November 19, 2002
Met up with more NaNofolk
Met up with more NaNofolk at Florent last night - a larger, intermingled gathering of both genders. There was a thrumming undercurrent of energy about, stemming from long nights of coffee and cigarettes and natural ebullience, at least on the part of some of us. Got there late but had some good conversation with several of the newest newcomers; also in attendance was a freelance grad journalist who plans to write a piece about NaNoWriMo and hopes to get it in print. It's great to talk to other people about writing, and what it's like going through this exercise, and not feel pretentious or apologetic about it.
After a certain point, age, for the most part, is a state of mind and doesn't matter. Still, there are definite stark lines, such as the age of adulthood or drinking age, that very much matter for legal purposes. I couldn't help but notice, the difference between the manic energy of the college kids, and those of us that were at least (gah!) a decade older - sort of like the indiscriminate sparks flying up from the edges of a fire versus the more focused flames burning in the center. A disconcerting, but not unpleasant, mix of people and perspectives. I find that I have to be "on" in order to get myself involved instead of just sitting back, soaking things in, and perhaps being perceived as very dull. I usually dread this sense of artifice but I somehow manage to be social when I force myself to be out there, engaging others and being engaged by them in turn.
But thinking about how I am now versus what I was like ten years ago in college, it's startling how much I've changed.
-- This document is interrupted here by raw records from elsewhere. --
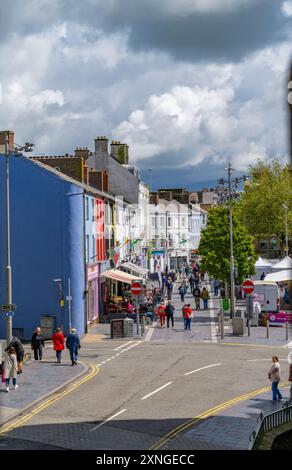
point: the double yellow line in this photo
(212, 411)
(93, 370)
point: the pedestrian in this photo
(169, 313)
(161, 312)
(192, 281)
(73, 344)
(274, 376)
(290, 380)
(205, 297)
(58, 341)
(216, 285)
(197, 297)
(19, 350)
(10, 368)
(37, 344)
(169, 288)
(188, 313)
(182, 291)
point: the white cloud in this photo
(287, 8)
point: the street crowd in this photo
(14, 353)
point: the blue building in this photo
(47, 246)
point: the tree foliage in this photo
(260, 208)
(214, 246)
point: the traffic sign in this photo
(248, 286)
(136, 287)
(8, 308)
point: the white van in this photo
(268, 295)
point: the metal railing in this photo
(269, 422)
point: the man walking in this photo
(205, 297)
(169, 313)
(188, 316)
(37, 344)
(161, 312)
(197, 297)
(182, 290)
(73, 344)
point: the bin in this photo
(238, 326)
(48, 326)
(117, 328)
(128, 327)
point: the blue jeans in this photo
(188, 323)
(74, 354)
(8, 380)
(59, 355)
(276, 392)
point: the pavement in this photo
(39, 380)
(219, 383)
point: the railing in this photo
(269, 422)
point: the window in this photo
(93, 249)
(92, 208)
(87, 249)
(86, 208)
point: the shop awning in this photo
(280, 276)
(121, 276)
(135, 268)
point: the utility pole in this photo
(232, 289)
(8, 260)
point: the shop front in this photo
(93, 293)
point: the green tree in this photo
(214, 246)
(260, 208)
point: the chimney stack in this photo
(120, 152)
(101, 146)
(10, 135)
(82, 152)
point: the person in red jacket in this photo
(161, 312)
(58, 340)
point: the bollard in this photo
(222, 324)
(268, 329)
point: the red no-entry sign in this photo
(248, 286)
(136, 288)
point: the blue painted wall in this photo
(47, 242)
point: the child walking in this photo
(10, 368)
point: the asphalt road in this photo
(142, 392)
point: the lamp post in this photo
(226, 196)
(286, 208)
(8, 153)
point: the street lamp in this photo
(27, 147)
(227, 194)
(286, 208)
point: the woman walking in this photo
(37, 344)
(274, 376)
(10, 368)
(73, 344)
(58, 341)
(205, 297)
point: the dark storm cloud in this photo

Maybe I'm a little wiser, a little calmer, a little more centered - but I know I have a long ways to go, and even then I hope I still realize that I will never be all-knowing and superior. Truly intelligent people don't have to preen; they know things, can understand or analyze or conceive ideas in ways that are well beyond the rest of us. And yet they remain incredibly humble, knowing there are others beyond them. Though there can be self-satisfaction in having the right knowledge of something, there's a difference between the sheer joy of knowing and the smugness of knowing more than others. No, people aren't of equal talents or intelligence, and I'm plenty guilty of excessive pride. But any of us who like to think of ourselves as better might practice not a little humility - we'll all turn to dust sometime.
And that's my pompous thought for today.